Now that we have done a little bit of quality control on the individual taxa, let’s do the GPA on them all combined, as one sample.

We can also drop some more points that are very far from the GPA clusters here:

additional_landmarks_to_drop <- c(4, 9, 10, 11, 12, 15)
landmarks_to_drop_second <-  unique(c(landmarks_to_drop, additional_landmarks_to_drop))
n_after_dropped_second <-  21 - length(landmarks_to_drop_second) 
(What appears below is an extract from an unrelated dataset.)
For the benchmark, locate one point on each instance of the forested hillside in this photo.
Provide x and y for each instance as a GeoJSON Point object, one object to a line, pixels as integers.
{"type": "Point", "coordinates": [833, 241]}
# drop these landmarks from all specimens 
L_dropped_some_landmarks_second <- 
  map(L, ~.x %>% 
            as.data.frame %>% 
            slice(-landmarks_to_drop_second))
# compute GPA
all_specimens_3d_array <- list_to_3d_array(L_dropped_some_landmarks_second)
all_gpa <- gpagen(all_specimens_3d_array)
## 
  |                                                                       
  |                                                                 |   0%
  |                                                                       
  |=============                                                    |  20%
  |                                                                       
  |==========================                                       |  40%
  |                                                                       
  |=======================================                          |  60%
  |                                                                       
  |====================================================             |  80%
  |                                                                       
  |=================================================================| 100%
# convert to data frame
all_gpa_gpa_coords_df <- 
  three_d_array_to_data_frame(all_gpa$coords, 
                              n = n_after_dropped_second)

# inspect 3d plot
plot_ly(all_gpa_gpa_coords_df,
        x = ~X1,
        y = ~X2,
        z = ~X3,
        text = ~paste('Landmark: ', landmark)) %>% 
   add_markers() 

Let’s try the PCA

gp <- as.factor(names(L_dropped_some_landmarks_second))

# with the shapes pkg
library(shapes)
out<-procGPA(all_specimens_3d_array)


shapes_plot <- data.frame(PC1 = out$rawscores[,1], 
                          PC2 = out$rawscores[,2], 
                          taxa = gp)

library(ggplot2)
ggplot(shapes_plot, 
       aes(x = PC1, 
           y = PC2, 
           color=taxa)) + 
  geom_point(size = 5) + 
  theme_bw()